When prayed faithfully, parts I and II, as stated before, will lead to the emptying out of the soul of the two biggest things that clutter it up and keep the believer from being totally attached to God, desire and fear of earthly things. Fleshly desires choke out the soul like the thorns of Jesus’s Parable of the Sower (Matthew 13:7), and fears of not preserving the things of this world keep it from completing the painful work of rising out from that which suffocates it. In our spiritual lives, we should all strive to empty out ourselves of everything thing keeps us away from loving God and loving others for their salvation, and ask Him to replenish our souls with nothing but His Grace to help build up within us lively sentiments of faith, hope, and charity so that we might become worthy of the promises of Christ. From every thing that is opposite to these noble things, let us ask Jesus to deliver us!
Part III: “That others may be (loved, esteemed, etc. more than I), Jesus, grant me the grace to desire it.”

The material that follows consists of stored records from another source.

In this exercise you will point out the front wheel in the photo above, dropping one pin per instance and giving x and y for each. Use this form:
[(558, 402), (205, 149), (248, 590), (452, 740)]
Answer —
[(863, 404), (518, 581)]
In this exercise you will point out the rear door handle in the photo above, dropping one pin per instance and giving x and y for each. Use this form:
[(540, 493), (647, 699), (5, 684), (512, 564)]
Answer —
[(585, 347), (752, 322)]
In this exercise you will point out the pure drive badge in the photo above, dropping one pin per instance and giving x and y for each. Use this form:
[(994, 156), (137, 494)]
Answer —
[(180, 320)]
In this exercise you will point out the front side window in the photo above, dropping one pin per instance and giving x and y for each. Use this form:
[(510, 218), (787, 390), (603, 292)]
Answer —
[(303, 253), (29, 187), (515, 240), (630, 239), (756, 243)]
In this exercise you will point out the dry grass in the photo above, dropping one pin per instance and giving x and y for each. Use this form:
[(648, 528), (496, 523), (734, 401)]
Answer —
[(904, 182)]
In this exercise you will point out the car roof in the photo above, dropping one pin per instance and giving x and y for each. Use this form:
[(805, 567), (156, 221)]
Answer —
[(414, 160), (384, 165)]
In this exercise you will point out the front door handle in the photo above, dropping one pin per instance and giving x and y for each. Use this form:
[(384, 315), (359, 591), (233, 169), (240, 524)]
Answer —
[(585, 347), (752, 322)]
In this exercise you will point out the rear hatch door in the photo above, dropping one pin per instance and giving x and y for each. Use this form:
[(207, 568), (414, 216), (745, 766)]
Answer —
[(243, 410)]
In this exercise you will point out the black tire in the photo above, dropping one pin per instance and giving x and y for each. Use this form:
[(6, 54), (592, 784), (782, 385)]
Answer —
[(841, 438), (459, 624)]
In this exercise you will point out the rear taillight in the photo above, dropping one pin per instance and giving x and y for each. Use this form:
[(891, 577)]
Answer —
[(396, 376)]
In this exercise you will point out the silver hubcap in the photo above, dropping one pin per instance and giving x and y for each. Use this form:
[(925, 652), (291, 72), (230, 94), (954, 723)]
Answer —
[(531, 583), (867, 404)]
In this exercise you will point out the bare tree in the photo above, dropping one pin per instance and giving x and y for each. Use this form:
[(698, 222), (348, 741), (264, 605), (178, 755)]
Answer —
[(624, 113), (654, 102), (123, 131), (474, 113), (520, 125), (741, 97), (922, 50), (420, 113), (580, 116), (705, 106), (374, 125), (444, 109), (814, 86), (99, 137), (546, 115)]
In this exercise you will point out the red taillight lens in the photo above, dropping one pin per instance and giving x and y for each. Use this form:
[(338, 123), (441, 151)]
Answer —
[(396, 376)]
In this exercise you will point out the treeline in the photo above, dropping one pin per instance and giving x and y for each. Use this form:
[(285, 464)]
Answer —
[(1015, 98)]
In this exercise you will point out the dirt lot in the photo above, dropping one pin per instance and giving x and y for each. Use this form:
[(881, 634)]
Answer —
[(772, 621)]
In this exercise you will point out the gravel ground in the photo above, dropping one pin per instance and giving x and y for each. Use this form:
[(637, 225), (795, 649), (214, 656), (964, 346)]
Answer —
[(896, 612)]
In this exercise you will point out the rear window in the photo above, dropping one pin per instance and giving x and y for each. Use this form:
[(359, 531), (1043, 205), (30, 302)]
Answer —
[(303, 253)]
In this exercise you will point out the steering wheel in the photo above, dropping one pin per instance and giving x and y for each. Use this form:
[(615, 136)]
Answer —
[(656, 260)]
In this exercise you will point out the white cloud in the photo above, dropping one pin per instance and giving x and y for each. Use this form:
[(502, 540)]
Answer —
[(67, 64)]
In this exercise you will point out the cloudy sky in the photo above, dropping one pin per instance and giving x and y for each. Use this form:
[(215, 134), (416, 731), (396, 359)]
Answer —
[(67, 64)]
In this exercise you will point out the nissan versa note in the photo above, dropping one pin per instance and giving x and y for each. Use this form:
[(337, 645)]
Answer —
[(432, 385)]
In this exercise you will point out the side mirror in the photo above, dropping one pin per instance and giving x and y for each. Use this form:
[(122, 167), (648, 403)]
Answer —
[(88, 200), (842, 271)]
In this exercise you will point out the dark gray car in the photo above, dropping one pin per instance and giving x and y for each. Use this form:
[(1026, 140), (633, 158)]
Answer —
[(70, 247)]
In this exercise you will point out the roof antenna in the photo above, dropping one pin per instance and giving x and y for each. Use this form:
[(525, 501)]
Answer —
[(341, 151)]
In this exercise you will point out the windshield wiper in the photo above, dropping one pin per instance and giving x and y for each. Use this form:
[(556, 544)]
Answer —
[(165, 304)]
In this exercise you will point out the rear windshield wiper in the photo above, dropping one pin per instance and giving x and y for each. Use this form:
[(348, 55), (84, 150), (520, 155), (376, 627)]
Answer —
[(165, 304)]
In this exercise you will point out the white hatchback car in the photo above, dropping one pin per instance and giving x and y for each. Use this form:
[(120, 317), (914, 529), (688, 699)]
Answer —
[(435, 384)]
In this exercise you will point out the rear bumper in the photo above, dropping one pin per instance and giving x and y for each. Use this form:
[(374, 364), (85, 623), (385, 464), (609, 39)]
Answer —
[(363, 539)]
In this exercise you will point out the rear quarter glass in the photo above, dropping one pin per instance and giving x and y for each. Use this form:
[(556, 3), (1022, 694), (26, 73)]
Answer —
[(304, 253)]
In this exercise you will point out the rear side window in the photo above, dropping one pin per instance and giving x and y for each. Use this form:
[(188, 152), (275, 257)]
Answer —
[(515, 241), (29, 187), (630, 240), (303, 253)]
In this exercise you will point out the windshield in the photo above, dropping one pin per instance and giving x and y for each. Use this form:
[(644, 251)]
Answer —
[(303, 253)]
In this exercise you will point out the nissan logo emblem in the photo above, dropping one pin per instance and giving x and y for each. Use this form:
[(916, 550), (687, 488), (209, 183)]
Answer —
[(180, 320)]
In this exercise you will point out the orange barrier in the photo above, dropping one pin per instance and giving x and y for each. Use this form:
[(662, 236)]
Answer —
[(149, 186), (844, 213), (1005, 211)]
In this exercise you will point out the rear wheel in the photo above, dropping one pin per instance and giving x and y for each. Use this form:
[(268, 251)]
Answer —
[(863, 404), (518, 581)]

Commentary: Now we are ready. We have been emptied out. We have given up our “claims” to fame among men. Let others have them. Let others receive them. We leave them up for the taking. We do not desire them any longer. We have also given up all our fears that they may no longer keep us from becoming the mocked and ridiculed “fools for Christ” we should properly be (1 Corinthians 4:10). It was not easy to let things go because we often want to be lauded, and we hate to be afraid. Now, we come to the last part of the prayer, which explicitly requests that others be preferred in the world over us. If any praise, recognition, or awards do come our way, we will accept them humbly, but we will not pine for them insistently because we know earthly honors will not ultimately fulfill us. However, though it is easy to imagine this being a relinquishing of earthly praise and honors, this part could also apply to the spiritual life as the prayer goes on to request that others become holier provided the believer only becomes as holy as God desires them to be in this life and the next. For we know that some Saints have achieved greater levels of holiness than others while on earth and rank more highly in heaven. Think of the Blessed Mary being the Mother of God and St. Joseph being her earthly spouse and the foster father of the Lord Himself vs. the other noble Saints; obliviously these two would be the two most holy persons in heaven besides the Trinity of course because of their close relationship and work for Jesus in the Divine Plan. In addition, think of St. John the Baptist being the greatest of all the prophet-saints because he was the Forerunner to Our Lord, the Messiah. However, even with these ranks of holiness, there is neither fighting nor envy in heaven because all received precisely the same prize, the Beatific Vision, God Himself Who satisfies every desire, hope, and existence perfectly. This is the model we all have to keep in mind when we come across this part of the Litany, which end the whole prayer. Finally, I have found in praying this devotion that it is when we begin to let go our preoccupations with wanting to be liked (while not condemning honors if we receive them) and working to overcome fears for the sake of the Gospel that we become more free because we begin the next step to attaching ourselves to the God Who is Freedom itself.